Bedknob and Broomstick by Mary Norton


  "Who's going to take him back?" asked Miss Price. She frowned. "No, Carey, I do think this is thoughtless of you. I had made up my mind this was the last trip the bed was going to make, and there you go picking up strange necromancers who you know perfectly well have to be taken home again, which means another journey." She pushed her feet into her bedroom slippers. "Where did you say he was?"

  "He's in your bedroom," said Carey. "On the bed."

  Miss Price looked really put out. "Oh, dear," she said. "Whatever next?" She slipped her arms into her blue flannel dressing gown. "How am I to get my clothes, or do my hair, or anything? I really am annoyed, Carey!" She gave a vicious tug as she tied up her dressing gown. "You must take him down to breakfast, and I'll have to see about him later."

  Emelius meekly followed Carey down the stairs. He looked dazed and gazed wanly about him. As he took his place at the breakfast table, he staggered slightly against Paul, who was halfway through his porridge.

  Carey looked worried. "Mr. Jones, are you all right?"

  "Yes, I am well enough."

  "You look so pale."

  Emelius ran a limp hand across his windblown hair. "Small wonder," he remarked, smiling faintly.

  Carey gazed at him uneasily; she was thinking of Miss Price. Would he, she began to wonder, give quite the right impression? In the bright light of day Emelius looked far from clean: his tousled hair hung wispily about his ears and his pallid skin was grayish. The long thin hands were stained, she noticed, and the nails were rimmed with black. The velvet of his fur-trimmed robe, though rich, was sadly spattered; and when he moved, he smelled of cottage kitchens.

  There was no time to do anything about it, however; Miss Price came in almost immediately, looking slightly flustered. She was wearing her best pink blouse, the one she kept for trips to London. Emelius rose to his feet—long and thin, he towered above the table.

  Miss Price, in one swift glance, took in his appearance from top to toe. "So this is Mr. Jones?" she remarked brightly—not, it seemed, to anyone in particular.

  "Emelius Jones. Your servant, madam. Nay"—he bowed deeply—"your slave—"

  "How do you do," put in Miss Price quickly.

  "—humbly content," Emelius persisted, "to raise his eyes to one whose subtle craft, maturing slowly through the ages as a plant in the dark earth spreads its roots and sucks its sustenance, bringing forth shoot and stem and branching foliage to burst at length into dazzling blossom, blinding in this your twentieth century the reverent gaze of one who dared to doubt..."

  Miss Price, blushing slightly, moved to her place behind the teapot. "Oh, well," she exclaimed, and gave a little laugh, "I wouldn't say that exactly.

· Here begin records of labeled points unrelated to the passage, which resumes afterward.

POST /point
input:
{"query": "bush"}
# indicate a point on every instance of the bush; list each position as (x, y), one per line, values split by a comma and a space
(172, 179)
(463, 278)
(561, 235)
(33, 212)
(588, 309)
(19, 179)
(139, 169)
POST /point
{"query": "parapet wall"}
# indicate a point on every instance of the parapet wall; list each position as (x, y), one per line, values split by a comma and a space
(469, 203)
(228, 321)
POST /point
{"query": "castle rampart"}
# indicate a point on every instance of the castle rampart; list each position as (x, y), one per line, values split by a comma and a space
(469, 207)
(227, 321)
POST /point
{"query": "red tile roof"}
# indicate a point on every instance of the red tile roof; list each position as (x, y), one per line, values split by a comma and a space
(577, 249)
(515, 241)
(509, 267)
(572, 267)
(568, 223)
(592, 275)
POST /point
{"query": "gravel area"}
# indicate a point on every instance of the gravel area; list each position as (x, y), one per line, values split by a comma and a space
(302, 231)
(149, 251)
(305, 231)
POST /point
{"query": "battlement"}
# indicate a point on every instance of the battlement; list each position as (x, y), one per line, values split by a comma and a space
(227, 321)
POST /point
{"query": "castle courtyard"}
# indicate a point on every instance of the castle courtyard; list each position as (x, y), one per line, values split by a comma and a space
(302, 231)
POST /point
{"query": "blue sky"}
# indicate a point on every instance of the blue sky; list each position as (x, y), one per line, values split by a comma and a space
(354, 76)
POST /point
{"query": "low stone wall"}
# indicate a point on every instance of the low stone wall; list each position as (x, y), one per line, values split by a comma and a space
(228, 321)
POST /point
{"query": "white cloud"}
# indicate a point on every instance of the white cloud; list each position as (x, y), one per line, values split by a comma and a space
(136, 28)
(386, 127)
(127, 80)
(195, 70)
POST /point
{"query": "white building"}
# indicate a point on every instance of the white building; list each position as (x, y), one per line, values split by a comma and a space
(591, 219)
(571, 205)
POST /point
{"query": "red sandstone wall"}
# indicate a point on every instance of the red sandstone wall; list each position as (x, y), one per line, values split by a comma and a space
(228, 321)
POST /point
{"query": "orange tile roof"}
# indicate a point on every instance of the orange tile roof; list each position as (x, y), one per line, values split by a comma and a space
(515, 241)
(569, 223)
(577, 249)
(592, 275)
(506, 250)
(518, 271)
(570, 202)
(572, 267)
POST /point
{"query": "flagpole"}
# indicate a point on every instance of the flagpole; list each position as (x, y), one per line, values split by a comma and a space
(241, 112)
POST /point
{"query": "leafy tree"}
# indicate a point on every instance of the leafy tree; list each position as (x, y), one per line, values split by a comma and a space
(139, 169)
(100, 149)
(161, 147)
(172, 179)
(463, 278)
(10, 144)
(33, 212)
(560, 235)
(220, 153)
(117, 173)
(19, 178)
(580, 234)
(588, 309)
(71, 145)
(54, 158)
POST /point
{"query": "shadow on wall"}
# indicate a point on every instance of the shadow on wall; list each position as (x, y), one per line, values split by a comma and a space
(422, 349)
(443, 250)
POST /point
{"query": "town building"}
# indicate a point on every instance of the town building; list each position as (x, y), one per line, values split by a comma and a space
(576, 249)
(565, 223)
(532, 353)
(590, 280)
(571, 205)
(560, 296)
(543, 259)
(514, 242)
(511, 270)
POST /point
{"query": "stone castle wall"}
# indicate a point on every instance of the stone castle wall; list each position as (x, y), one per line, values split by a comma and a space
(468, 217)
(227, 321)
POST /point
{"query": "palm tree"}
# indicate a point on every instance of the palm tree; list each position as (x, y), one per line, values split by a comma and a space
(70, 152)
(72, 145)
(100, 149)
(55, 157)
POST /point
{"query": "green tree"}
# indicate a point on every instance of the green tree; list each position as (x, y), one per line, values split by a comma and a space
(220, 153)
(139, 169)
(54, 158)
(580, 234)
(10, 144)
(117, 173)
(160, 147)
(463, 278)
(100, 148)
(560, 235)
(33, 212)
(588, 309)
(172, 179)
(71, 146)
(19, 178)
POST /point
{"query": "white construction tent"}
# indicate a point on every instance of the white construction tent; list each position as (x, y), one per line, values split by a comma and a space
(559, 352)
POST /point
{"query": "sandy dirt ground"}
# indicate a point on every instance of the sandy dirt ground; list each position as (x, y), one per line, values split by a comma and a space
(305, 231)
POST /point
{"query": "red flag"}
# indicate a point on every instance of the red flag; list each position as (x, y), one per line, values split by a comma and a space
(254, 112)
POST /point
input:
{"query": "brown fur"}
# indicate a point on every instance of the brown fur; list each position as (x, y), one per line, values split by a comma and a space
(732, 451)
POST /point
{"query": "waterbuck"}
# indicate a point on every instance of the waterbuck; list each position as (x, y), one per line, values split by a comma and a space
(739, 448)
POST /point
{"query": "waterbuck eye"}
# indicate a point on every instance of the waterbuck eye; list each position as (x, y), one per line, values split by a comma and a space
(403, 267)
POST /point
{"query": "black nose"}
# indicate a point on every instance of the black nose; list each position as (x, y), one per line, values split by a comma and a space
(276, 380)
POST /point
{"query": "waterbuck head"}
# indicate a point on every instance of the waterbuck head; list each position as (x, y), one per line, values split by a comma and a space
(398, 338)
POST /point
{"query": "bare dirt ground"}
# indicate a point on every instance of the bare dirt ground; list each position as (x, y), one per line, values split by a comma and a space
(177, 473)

Do you take milk and sugar?"

  "You are bountiful," exclaimed Emelius, gazing at her spellbound.

  "Not at all. Do sit down."

  Emelius sat down slowly, still gazing. Miss Price, her lips pursed, poured out two cups of tea in thoughtful silence. As she passed his cup, she said conversationally, "I hear you have an aunt in these parts?"

  "And a house," put in Carey quickly. To establish Emelius as a man of property might help, in Miss Price's eyes, to enhance his status. "At least, it will be his. On Tinker's Hill..."

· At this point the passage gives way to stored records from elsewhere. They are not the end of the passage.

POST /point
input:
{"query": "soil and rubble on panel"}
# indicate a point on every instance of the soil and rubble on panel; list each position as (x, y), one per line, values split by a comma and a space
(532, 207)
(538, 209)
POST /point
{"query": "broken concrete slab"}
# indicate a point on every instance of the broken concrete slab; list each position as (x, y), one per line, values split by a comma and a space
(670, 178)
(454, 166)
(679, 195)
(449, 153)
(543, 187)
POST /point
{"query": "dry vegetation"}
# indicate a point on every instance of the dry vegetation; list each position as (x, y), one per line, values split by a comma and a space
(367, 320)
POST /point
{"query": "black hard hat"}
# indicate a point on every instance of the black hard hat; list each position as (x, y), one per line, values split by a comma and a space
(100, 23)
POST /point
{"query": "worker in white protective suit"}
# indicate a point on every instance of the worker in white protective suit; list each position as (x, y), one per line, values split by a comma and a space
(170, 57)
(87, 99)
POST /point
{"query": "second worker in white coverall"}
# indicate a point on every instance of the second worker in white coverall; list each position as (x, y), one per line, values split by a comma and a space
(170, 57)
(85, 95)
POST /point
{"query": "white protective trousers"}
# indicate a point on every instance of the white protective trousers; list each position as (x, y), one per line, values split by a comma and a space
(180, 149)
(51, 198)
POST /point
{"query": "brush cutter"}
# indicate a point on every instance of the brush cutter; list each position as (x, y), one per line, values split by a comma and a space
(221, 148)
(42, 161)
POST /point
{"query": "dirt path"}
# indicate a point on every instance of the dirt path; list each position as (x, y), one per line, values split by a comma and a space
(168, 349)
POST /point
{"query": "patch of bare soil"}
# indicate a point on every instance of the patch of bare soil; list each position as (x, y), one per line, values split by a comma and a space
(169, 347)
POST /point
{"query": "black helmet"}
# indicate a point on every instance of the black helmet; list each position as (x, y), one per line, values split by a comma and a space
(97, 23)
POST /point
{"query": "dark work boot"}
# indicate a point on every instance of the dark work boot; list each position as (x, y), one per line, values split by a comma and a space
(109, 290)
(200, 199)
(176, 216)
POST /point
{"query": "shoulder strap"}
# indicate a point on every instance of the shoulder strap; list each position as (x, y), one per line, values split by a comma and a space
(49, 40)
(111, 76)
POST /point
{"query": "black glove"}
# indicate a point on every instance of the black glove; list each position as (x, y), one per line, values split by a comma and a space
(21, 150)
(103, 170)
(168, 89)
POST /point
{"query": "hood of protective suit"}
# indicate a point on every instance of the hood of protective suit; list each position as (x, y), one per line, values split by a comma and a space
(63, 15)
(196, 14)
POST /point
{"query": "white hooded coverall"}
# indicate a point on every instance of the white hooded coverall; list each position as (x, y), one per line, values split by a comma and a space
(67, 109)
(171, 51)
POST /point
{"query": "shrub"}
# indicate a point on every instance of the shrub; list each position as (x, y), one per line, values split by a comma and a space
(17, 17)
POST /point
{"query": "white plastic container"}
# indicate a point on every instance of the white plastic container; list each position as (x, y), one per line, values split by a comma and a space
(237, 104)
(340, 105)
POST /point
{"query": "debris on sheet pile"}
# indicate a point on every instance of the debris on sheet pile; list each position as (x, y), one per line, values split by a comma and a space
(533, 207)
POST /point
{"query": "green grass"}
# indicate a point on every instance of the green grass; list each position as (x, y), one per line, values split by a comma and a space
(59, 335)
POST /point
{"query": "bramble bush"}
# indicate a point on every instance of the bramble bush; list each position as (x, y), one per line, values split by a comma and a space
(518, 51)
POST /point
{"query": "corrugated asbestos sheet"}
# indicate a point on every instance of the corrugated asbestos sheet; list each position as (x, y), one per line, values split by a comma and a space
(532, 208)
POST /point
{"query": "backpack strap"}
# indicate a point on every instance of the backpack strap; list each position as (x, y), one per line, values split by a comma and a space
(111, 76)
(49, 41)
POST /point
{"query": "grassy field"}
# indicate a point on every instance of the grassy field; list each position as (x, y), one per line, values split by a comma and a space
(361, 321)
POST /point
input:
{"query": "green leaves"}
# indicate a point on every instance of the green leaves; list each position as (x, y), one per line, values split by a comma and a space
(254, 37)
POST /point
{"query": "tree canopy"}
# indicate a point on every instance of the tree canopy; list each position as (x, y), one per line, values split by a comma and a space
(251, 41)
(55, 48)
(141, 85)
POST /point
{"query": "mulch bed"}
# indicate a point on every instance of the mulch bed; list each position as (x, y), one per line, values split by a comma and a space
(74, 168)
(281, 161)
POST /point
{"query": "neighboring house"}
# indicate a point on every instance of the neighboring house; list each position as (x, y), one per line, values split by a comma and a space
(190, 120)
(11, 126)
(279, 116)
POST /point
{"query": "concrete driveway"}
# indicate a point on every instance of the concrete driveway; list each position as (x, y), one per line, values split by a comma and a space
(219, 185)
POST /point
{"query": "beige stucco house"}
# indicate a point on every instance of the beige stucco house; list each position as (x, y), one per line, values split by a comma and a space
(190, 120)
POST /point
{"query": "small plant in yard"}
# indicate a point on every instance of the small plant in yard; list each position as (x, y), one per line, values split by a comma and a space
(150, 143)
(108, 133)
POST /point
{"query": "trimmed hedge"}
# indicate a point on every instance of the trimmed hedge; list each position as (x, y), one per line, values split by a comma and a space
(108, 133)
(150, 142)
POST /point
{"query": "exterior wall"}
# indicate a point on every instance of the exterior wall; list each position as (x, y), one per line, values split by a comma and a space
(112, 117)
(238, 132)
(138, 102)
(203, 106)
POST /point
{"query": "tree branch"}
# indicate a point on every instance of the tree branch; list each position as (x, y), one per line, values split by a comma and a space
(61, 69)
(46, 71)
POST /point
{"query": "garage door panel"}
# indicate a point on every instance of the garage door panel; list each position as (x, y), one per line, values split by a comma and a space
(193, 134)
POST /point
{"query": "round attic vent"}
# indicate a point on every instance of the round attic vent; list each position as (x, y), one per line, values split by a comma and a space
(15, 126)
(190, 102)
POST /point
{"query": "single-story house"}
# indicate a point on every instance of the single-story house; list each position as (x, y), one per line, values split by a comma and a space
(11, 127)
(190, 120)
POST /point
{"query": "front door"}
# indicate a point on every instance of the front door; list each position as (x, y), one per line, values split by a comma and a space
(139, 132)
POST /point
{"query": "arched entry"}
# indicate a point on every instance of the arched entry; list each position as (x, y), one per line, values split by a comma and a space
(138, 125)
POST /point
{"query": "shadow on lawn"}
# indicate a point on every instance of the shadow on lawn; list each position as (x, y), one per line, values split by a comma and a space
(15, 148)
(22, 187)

  "Really?" remarked Miss Price. She sounded dubious. She helped herself to a boiled egg and began to tap it thoughtfully. "Is there a house on Tinker's Hill?"

  "Yes, indeed," Emelius assured her, "a comely, neat house—with an apple orchard."

  Miss Price looked noncommittal. "Really?" she said again, then, remembering her manners, "Porridge, cornflakes, or rice crispies?"

  He took porridge. Again there was silence—only comparative: Emelius was a noisy eater and not, Carey noticed, a very tidy one. When he drank down his tea in a series of gulps (as though it were medicine, thought Carey), Miss Price tightened her lips and glanced at Paul. "You had better get down, dear," she said.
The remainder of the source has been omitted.